Longtemps il fut essentiellement question de photographie dans mon rapport au monde, aujourd’hui la palette s’étend à l’écriture, la vidéo, la mise en scène, l’enseignement, l’interprétation et étreindre l’horizon. Cette multiplicité est avant tout vécue comme une nécessaire cohésion à embras(s)er les différentes colorations de la vie.

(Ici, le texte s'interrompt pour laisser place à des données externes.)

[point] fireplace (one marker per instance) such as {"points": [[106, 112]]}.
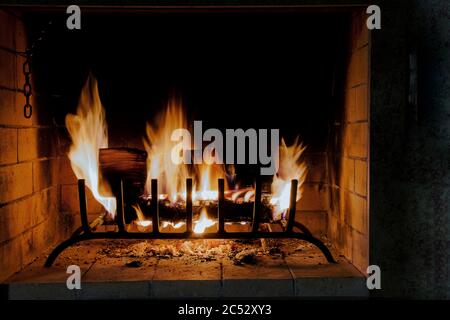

Vivre, « créer », quelque forme que cela prend, c’est avant tout l’engagement de l’être entier dans l’évènement, une affaire de distance, de discernement afin de s’inscrire dans le flux du monde par les chemins de l’apaisement. Faire autant confiance aux sens qu’à l’intelligence, renouer avec les instincts éclairés, accepter le paradoxe pour cesser de souscrire à la contradiction, et enfin cohabiter avec nos forces obscures comme promesse de lumière.

Cette perspective est une acuité fragile, une vision de l’immédiat et du lointain, l’inconnu à explorer forge son intensité. Une conquête verticale dont l’issue sera la chute. Mais je ne tombe pas, le vertige des gouffres est celui des révélations.